Evoking the memories of four women, two of them Maryknollers, who were murdered in El Salvador nearly 33-years-ago, Maryknoll Sister Helen Graham today stressed here the importance of solid theological education as the key to unlocking the prophetic future for Asia’s religious congregations.
She spoke at a gathering of some 80 women religious leaders who have gathered under the auspices of AMOR in its 16th gathering since its foundation in the early 1970s. AMOR stands for Asia-Oceania Meeting of Religious. The conference theme is on prophecy and mysticism.
Graham said solid theology would continue to lead to prophetic ministry and service for the poor and marginalized of Asia.

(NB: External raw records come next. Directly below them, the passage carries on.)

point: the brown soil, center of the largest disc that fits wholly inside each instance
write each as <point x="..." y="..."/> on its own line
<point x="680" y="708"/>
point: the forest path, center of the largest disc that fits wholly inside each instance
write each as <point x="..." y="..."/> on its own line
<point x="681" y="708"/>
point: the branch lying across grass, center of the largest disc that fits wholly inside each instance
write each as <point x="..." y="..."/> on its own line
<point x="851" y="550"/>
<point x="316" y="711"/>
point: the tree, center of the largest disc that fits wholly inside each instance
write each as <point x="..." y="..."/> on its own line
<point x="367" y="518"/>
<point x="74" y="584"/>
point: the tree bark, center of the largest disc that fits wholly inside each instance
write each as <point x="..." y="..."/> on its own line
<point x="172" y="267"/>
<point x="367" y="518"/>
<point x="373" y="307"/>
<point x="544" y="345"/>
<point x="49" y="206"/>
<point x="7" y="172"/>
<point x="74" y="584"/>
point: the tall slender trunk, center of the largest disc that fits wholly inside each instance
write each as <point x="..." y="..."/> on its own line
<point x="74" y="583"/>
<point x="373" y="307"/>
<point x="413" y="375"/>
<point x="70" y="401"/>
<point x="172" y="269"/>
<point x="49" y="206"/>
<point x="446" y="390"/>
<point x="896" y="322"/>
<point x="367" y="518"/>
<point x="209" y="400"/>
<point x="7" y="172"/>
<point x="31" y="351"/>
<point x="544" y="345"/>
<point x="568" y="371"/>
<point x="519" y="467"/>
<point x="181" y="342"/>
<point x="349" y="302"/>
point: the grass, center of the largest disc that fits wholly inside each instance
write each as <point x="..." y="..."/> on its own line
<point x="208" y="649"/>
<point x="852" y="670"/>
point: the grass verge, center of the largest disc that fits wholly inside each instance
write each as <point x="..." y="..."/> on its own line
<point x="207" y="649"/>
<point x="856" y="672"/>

Graham has taught theology in the Philippines for 46 years and has seen the way theological training leads to solid footing for what she called “prophetic” outreach to the needy.
She linked some of the conditions in Asia today with the miseries and sufferings of Old Testament prophets, both women and men, “who were grasped by God's word of warning for the people to let go of greed and desire for power that keep people poor and disenfranchised.”
Other prophets, she said, were called “to comfort those who are suffering from oppression and abuse.”
However these prophets, she went on, were not excited about God's relentless pursuit of them. They resisted because they feared the wrath and retaliation of those in power.
Following her talk, conference participants conversed with one another about how they, as Asian women and members of AMOR, they can unite to form networks to take action against the common issues plaguing Asia. Among those they found in common are:
· corruption that has infiltrated all strata of their societies,
· land grabbing by multi-nationals for mining and logging that provide short term economic gain, but displace thousands of families annually
· environment degradation by deforestation with consequent erosion of good soil that then is washed into the sea killing fish and destroying wildlife habitat.
Their reflections about actions the women might take to confront these issues were brought into sobering relief by two speakers who followed Graham.
One, a Filipino, Jun Lozada, told of being a whistle blower about government corruption.
Allowing himself to become vulnerable, he sought the protection of religious. He told the gathering that although he and his family no longer need the protection of sanctuary provided by members of the national conference of women and men religious, there are still cases against him.
"This call to truth never ends,” he said. What helps him and his family endure, he said, is the sisters' support.
Then Benedictine Sister Stella Matutina, working in the southern Philippines Mindanao area shared the story of her and other members of a regional sisters organization's harassment by the military for activities to stop land grabbing by American and Asian investors who, she said, through mining and big agri-business farming are destroying land needed for food production.
She said that 38 environmental activists have been murdered for their work.
Both speakers said they experienced a sense of betrayal by some priests and bishops who do not support them in the truth telling.
Finally, Graham reminded the sisters that in their planning as an organization, they need “to be wise as serpents and guileless as doves.”
Old Testament prophets and Jesus, too, she said, imaginatively discerned what their roles would be in confronting the issues of their day, “but no matter what action the took, being prophetic is not simple or easy or without suffering and even death.”